SimpleBake makes a number of adjustments to your settings to try and streamline the baking process. That said, if it's still slow, there are some things to consider:
- For CyclesBake, your render sample count matters! - Unlike PBRBake, CyclesBake uses your render sample count. Just like when rendering an image, you need to find a balance between sample count (and so quality) and time taken. If CyclesBake is too slow, try reducing your render sample count. Note this has no relevance to PBRBake.
- Texture size always matters - At the risk of insulting your intelligence, baking a set of 8k textures is going to take considerably longer than baking a set of 1k textures... consider the resolution that you really need. This applies whatever type of baking you are doing.
- Don't forget the memory usage option - At the bottom of the SimpleBake panel you have an option for memory usage. The higher you set this, the faster the baking will be. That said, set it too high, and Blender will fall over.
The primary purpose of SimpleBake is to bake PBR maps from materials created around the Principled BSDF and Emission shaders (only those shaders, or it's not really PBR). This is what a PBR Map Bake is, and it allows you to bake PBR compatible image maps such as Diffuse, Metal, Normal, Transmission etc. Other programs and services (like Sketchfab) are set up to work with those kinds of PBR maps.
However, SimpleBake can also bake the more "traditional" bake modes that Blender offers. You can see these in the Bake panel in Blender, usually the one above SimpleBake itself. SimpleBake calls this a "Cycles Bake".
When you click Cycles Bake in SimpleBake, your bake will be based upon the settings in the default bake panel. For example, if this is set to combined, your bake will be a combined bake taking into account lighting, shadows, reflection etc. You will only get one map. SimpleBake will handle all the node setup, image creation and general configuration needed for a Cycles Bake, making it a one-click solution, and not the colossal pain it usually is to set up in Blender.

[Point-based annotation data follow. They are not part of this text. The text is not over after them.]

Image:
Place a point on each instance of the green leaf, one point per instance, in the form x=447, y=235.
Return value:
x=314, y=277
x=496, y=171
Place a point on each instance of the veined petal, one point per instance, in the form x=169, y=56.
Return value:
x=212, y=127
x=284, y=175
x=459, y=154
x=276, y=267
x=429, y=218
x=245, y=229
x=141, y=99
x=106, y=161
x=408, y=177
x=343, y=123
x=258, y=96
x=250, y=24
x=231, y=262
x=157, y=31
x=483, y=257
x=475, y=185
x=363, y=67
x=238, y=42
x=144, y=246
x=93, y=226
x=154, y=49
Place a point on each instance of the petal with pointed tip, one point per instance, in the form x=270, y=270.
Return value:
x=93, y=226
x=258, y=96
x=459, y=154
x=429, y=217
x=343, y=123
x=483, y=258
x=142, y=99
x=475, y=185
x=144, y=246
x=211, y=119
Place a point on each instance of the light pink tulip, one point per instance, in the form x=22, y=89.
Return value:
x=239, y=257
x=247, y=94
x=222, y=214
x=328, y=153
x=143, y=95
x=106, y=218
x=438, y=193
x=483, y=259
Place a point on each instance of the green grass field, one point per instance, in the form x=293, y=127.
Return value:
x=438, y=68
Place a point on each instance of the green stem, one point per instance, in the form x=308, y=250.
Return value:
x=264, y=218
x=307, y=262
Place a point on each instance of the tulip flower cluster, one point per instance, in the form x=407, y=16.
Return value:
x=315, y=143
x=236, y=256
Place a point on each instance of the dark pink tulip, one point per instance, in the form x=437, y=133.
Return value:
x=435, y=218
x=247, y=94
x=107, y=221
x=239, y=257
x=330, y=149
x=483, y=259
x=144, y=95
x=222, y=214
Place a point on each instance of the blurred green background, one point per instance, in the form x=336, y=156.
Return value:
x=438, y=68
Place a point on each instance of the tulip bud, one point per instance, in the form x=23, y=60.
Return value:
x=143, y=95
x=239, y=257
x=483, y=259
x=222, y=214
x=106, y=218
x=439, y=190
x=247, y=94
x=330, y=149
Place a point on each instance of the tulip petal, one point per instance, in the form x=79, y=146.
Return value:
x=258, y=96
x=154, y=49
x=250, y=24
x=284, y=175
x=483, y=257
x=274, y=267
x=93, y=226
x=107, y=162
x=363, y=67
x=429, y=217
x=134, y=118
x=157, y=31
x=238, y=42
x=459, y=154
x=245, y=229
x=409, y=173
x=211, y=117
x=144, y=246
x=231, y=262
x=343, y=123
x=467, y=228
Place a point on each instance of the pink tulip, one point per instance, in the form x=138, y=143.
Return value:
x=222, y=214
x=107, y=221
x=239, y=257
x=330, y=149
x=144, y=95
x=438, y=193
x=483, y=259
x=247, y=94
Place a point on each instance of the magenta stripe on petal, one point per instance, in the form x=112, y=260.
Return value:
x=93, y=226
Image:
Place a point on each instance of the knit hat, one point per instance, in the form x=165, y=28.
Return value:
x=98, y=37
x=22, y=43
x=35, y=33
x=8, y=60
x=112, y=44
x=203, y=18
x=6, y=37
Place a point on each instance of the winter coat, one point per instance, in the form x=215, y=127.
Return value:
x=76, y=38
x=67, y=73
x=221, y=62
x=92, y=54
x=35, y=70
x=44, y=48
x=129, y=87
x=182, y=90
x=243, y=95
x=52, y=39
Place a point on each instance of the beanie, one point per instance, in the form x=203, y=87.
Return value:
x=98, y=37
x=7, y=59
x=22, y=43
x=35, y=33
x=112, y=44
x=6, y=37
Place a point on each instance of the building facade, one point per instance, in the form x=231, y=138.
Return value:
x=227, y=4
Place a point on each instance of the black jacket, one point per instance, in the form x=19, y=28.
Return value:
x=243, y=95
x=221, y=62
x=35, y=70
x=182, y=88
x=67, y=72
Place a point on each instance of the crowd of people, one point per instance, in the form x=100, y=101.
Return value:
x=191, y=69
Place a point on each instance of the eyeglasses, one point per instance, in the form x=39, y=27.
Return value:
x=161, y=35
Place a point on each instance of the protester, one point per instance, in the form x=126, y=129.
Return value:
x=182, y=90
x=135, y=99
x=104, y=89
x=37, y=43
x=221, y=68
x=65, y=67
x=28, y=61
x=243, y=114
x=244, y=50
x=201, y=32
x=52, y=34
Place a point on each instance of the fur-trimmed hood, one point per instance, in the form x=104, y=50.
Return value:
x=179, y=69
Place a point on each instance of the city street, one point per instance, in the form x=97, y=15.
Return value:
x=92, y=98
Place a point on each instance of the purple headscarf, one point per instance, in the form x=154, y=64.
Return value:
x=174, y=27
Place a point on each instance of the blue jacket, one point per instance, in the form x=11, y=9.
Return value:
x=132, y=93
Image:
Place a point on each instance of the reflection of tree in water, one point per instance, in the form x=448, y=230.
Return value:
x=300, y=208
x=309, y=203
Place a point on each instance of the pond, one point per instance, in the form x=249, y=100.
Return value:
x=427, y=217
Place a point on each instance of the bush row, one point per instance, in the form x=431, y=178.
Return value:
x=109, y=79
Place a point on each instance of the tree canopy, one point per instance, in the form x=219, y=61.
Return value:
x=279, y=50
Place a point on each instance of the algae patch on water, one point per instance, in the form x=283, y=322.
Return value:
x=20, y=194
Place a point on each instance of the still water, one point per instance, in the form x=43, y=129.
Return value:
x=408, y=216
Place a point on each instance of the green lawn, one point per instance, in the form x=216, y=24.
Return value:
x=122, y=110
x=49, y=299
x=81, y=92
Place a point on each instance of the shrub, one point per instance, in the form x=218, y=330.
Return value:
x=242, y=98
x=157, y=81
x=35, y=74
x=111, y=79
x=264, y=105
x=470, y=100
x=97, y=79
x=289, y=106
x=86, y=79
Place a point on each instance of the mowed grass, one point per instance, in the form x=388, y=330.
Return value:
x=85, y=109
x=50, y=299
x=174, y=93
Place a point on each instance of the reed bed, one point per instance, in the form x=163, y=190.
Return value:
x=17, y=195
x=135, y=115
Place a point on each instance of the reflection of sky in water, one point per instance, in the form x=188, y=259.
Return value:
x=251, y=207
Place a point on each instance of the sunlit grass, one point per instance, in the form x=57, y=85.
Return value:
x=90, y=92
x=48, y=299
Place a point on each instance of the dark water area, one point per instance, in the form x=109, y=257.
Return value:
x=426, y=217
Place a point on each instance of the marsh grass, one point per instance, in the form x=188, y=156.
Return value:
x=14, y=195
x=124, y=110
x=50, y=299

These maps you get from a Cycles bake are not PBR maps, but they can still be useful. I don't do any game development, but I think materials with lighting and shadows baked in are used for game development. These are the baking modes that Blender has offered since pretty much forever, and they do have their uses.
After hitting bake, Blender will "lock up" (freeze) until it is complete. Unfortunately, there is no way to prevent this. This is usually only brief but, if you are baking lots of stuff at high resolutions, it could also be for quite a long time (especially if you have a slow computer).
During the bake, SimpleBake will output various messages to the system console. These messages give you an idea of what is going on and how things are progressing. For this reason, I would strongly recommend always starting Blender from the console. If you start it from the Start Menu (or your operating system's equivalent), there is no way to see what it going on.